Barriers to accessing buprenorphine are magnified in rural areas, whose burden of opioid-related mortality is similar to that of more populous areas but that have a smaller health care workforce and fewer clinical resources. In 2017, 56 percent of rural counties had no clinician with a buprenorphine waiver, and among counties with a waivered clinician, evidence shows that up to half of clinicians may not accept new patients.9–11 An additional challenge is a shrinking workforce of primary care physicians in rural areas.12 However, as primary care physicians have been leaving rural counties, primary care nurse practitioners (NPs) have been replacing them.12 The growth of NPs in the rural primary care workforce offers the potential to help improve access to buprenorphine treatment, but until recently all advanced practice providers such as NPs and physician assistants (PAs) were barred from obtaining buprenorphine waivers.
The enactment of the Comprehensive Addiction and Recovery Act in 2016 enabled NPs and PAs to obtain buprenorphine waivers beginning in 2017.13 The act’s provisions aimed to expand access to OUD treatment, which could particularly impact rural areas that have few physicians.14 However, even with a federal buprenorphine waiver, the ability of NPs and PAs to prescribe controlled substances is determined by state-level scope of practice regulations. These regulations establish the extent to which NPs or PAs can clinically practice or prescribe medication without a collaborative or supervisory agreement with a physician. If a state’s scope of practice laws require physician supervision for an NP or PA to prescribe medication, then buprenorphine is unlikely to be prescribed unless both the supervising physician and the NP or PA have waivers. Scope of practice policies vary considerably across states and are a source of controversy.15–17 Restrictive scope of practice regulations may significantly limit NP and PA capacity to prescribe buprenorphine in states with a high proportion of rural residents, such as West Virginia and Tennessee.18,19
The burden of the opioid epidemic in rural areas adds new public health considerations to the debate around scope of practice regulations.

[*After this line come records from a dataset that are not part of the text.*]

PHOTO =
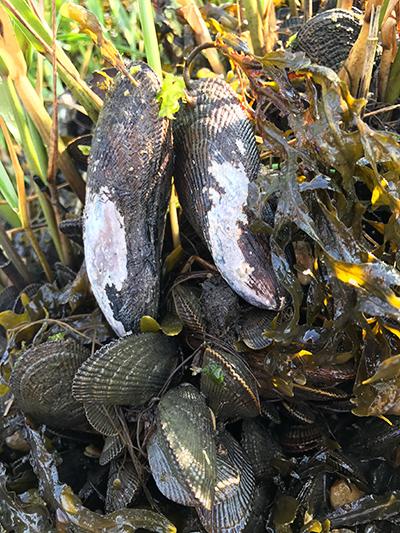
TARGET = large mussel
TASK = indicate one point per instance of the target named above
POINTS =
(41, 382)
(128, 371)
(217, 158)
(126, 201)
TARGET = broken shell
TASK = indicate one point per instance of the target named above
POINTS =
(41, 383)
(217, 158)
(234, 501)
(128, 371)
(234, 392)
(122, 486)
(126, 200)
(188, 308)
(185, 429)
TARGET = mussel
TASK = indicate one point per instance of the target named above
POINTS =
(234, 495)
(228, 384)
(182, 452)
(328, 37)
(128, 371)
(216, 159)
(41, 382)
(128, 187)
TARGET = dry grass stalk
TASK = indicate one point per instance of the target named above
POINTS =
(193, 17)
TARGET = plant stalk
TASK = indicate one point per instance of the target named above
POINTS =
(254, 20)
(146, 16)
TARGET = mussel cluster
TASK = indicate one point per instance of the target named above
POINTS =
(192, 418)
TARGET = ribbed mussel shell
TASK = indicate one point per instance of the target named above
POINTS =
(236, 394)
(253, 326)
(260, 446)
(234, 492)
(182, 452)
(188, 308)
(216, 159)
(127, 195)
(41, 382)
(128, 371)
(328, 37)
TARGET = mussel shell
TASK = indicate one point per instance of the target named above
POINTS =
(188, 308)
(102, 418)
(166, 474)
(113, 446)
(185, 427)
(236, 396)
(231, 513)
(128, 187)
(41, 382)
(252, 329)
(220, 306)
(122, 486)
(128, 371)
(260, 446)
(217, 160)
(328, 37)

A recent analysis shows that more restrictive regulations were associated with lower adoption of buprenorphine waivers by advanced practice providers.20 That analysis was based on cross-sectional state-level data, and there is still little evidence on the magnitude of buprenorphine waiver adoption by NPs and PAs in rural counties and whether adoption was associated with scope of practice regulation. This article seeks to offer a more complete view of the impact of state scope of practice regulations on the availability of waivered providers of treatment. We pursued this issue by using a comprehensive database of all buprenorphine waivers granted nationally to examine county-level patterns of waiver adoption by advanced practice providers and their association with scope of practice regulations.
Study Data And Methods
Data Sources And Study Sample
Our analysis relied on a database of all clinicians with buprenorphine waivers from the inception of the program in 2002 through March 31, 2019 (that is, the first quarter of 2019). These data were obtained from the Substance Abuse and Mental Health Services Administration (SAMHSA) through a Freedom of Information Act request (SAMHSA Case No. 04042019S123). The data set contains the date of each clinician’s waiver approval, the date of any waiver that expanded patient capacity beyond the default (a waiver for thirty patients), total waiver patient capacity (30, 100, or 275 patients), and the county of practice for all publicly listed and unlisted clinicians with waivers—physicians, NPs, and PAs—in the study period. We included all clinicians in the data set with a nonmissing office location (1,327 clinicians, or 2 percent of the total, had no address or ZIP code in the data). We aggregated the Substance Abuse and Mental Health Services Administration waiver database to the quarterly level for 2016–19 for 3,147 counties or county-equivalents in all fifty states and the District of Columbia.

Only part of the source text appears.